Day Trips, Zoos & Aquaria
There lies an abundance of natural wildlife and animal sanctuaries to visit in Pretoria. If you enjoy bird watching, go to the Austin Roberts Bird Sanctuary , where over a hundred species can be seen in their natural habitat. Alternatively, if you prefer quadrupeds, take the time to visit the Cheetah Research & Breeding Centre , where visitors can observe scientists' efforts to preserve this beautiful species. There are also numerous reptilian attractions including the Hartebeespoort Dam Snake & Animal Park , and the Thaba Kwena Crocodile Park .
After catching your breath from the intimacy of wildlife, visit Burgers Park , the oldest park in Pretoria. This park is surrounded by trees, flowers and fountains, and resembles something reminiscent of a secret garden.

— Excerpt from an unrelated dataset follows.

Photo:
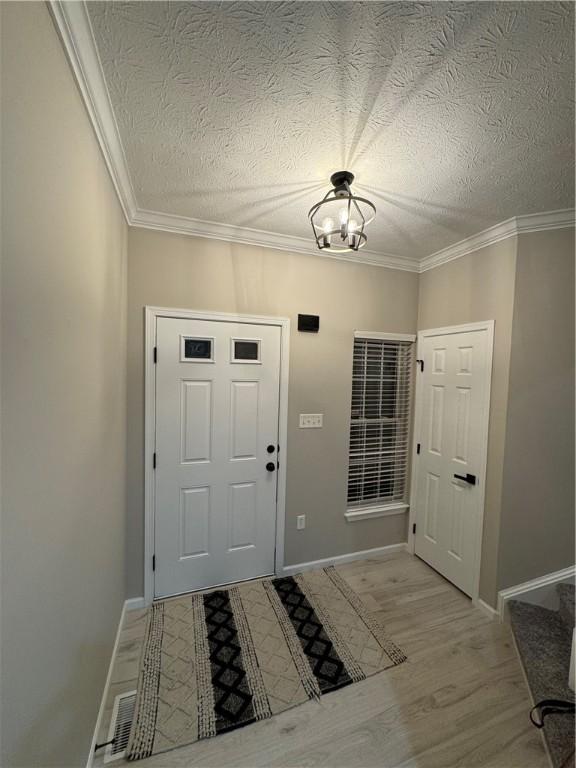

Maintain the continuity of this theme and visit Fountains Valley , one of the most popular nature reserves in the city featuring two natural springs, a garden, barbecue facilities, a caravan park, two shops and a restaurant. You can also take time to enjoy Moretele Park , one of South Africa's hot spots, which has gained a reputation for its jazz concerts held throughout the year. This park is ideal for picnics, day trips, walks, and a brief escape from the tensions of city.